Ibtehaz Nabil, Sourav S M Shakhawat Hossain, Bayzid Md Shamsuzzoha, Rahman M Sohel
Department of CSE, BUET, ECE Building, West Palasi, Dhaka, 1205, Bangladesh.
Institute of Information Technology, University of Dhaka, Dhaka, Bangladesh.
Protein J. 2023 Apr;42(2):135-146. doi: 10.1007/s10930-023-10096-7. Epub 2023 Mar 28.
The inception of next generations sequencing technologies have exponentially increased the volume of biological sequence data. Protein sequences, being quoted as the 'language of life', has been analyzed for a multitude of applications and inferences. Owing to the rapid development of deep learning, in recent years there have been a number of breakthroughs in the domain of Natural Language Processing. Since these methods are capable of performing different tasks when trained with a sufficient amount of data, off-the-shelf models are used to perform various biological applications. In this study, we investigated the applicability of the popular Skip-gram model for protein sequence analysis and made an attempt to incorporate some biological insights into it. We propose a novel k-mer embedding scheme, Align-gram, which is capable of mapping the similar k-mers close to each other in a vector space. Furthermore, we experiment with other sequence-based protein representations and observe that the embeddings derived from Align-gram aids modeling and training deep learning models better. Our experiments with a simple baseline LSTM model and a much complex CNN model of DeepGoPlus shows the potential of Align-gram in performing different types of deep learning applications for protein sequence analysis.

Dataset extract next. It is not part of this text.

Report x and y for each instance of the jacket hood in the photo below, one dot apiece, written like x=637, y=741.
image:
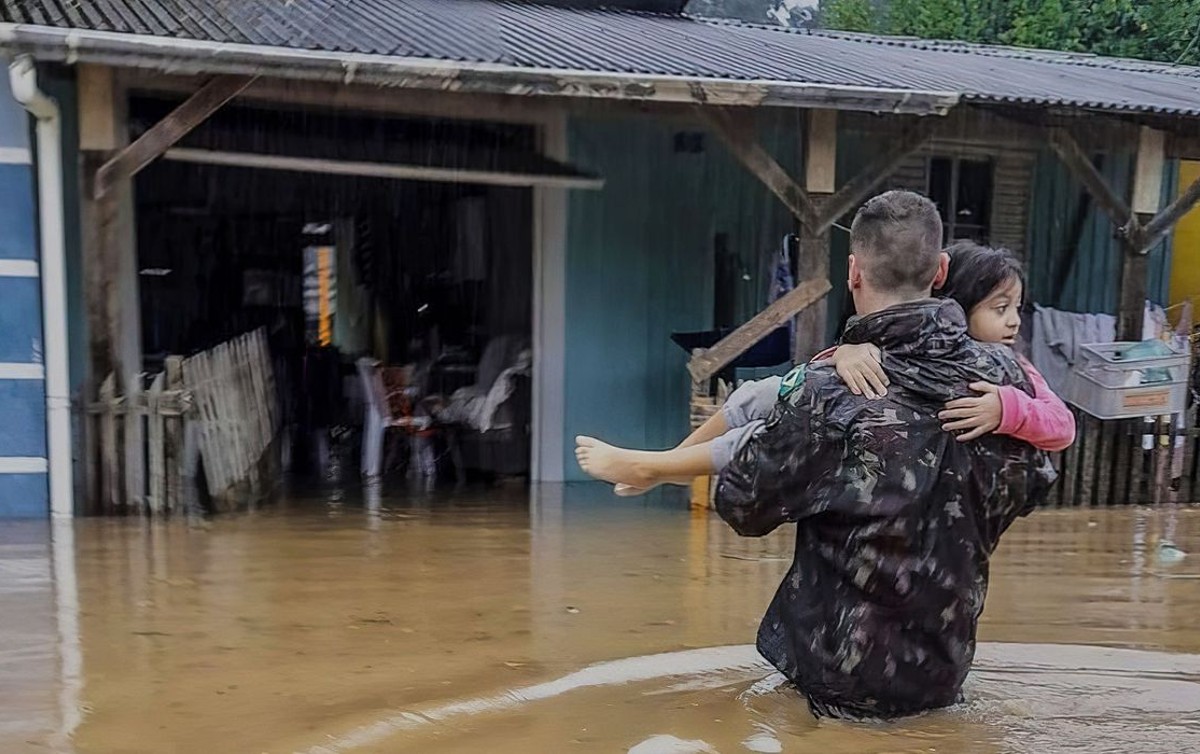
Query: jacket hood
x=927, y=349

新一代测序技术的出现极大地增加了生物序列数据的量。蛋白质序列被誉为“生命的语言”,已被用于众多应用和推理分析。由于深度学习的快速发展,近年来自然语言处理领域取得了许多突破。由于这些方法在使用足够数量的数据进行训练时能够执行不同的任务,因此现成的模型被用于各种生物学应用。在本研究中,我们研究了流行的Skip-gram模型在蛋白质序列分析中的适用性,并尝试将一些生物学见解融入其中。我们提出了一种新颖的k-mer嵌入方案Align-gram,它能够在向量空间中将相似的k-mer映射到彼此附近。此外,我们对其他基于序列的蛋白质表示进行了实验,观察到从Align-gram派生的嵌入有助于更好地对深度学习模型进行建模和训练。我们使用简单的基线LSTM模型和DeepGoPlus的更复杂的CNN模型进行的实验表明,Align-gram在执行不同类型的蛋白质序列分析深度学习应用方面具有潜力。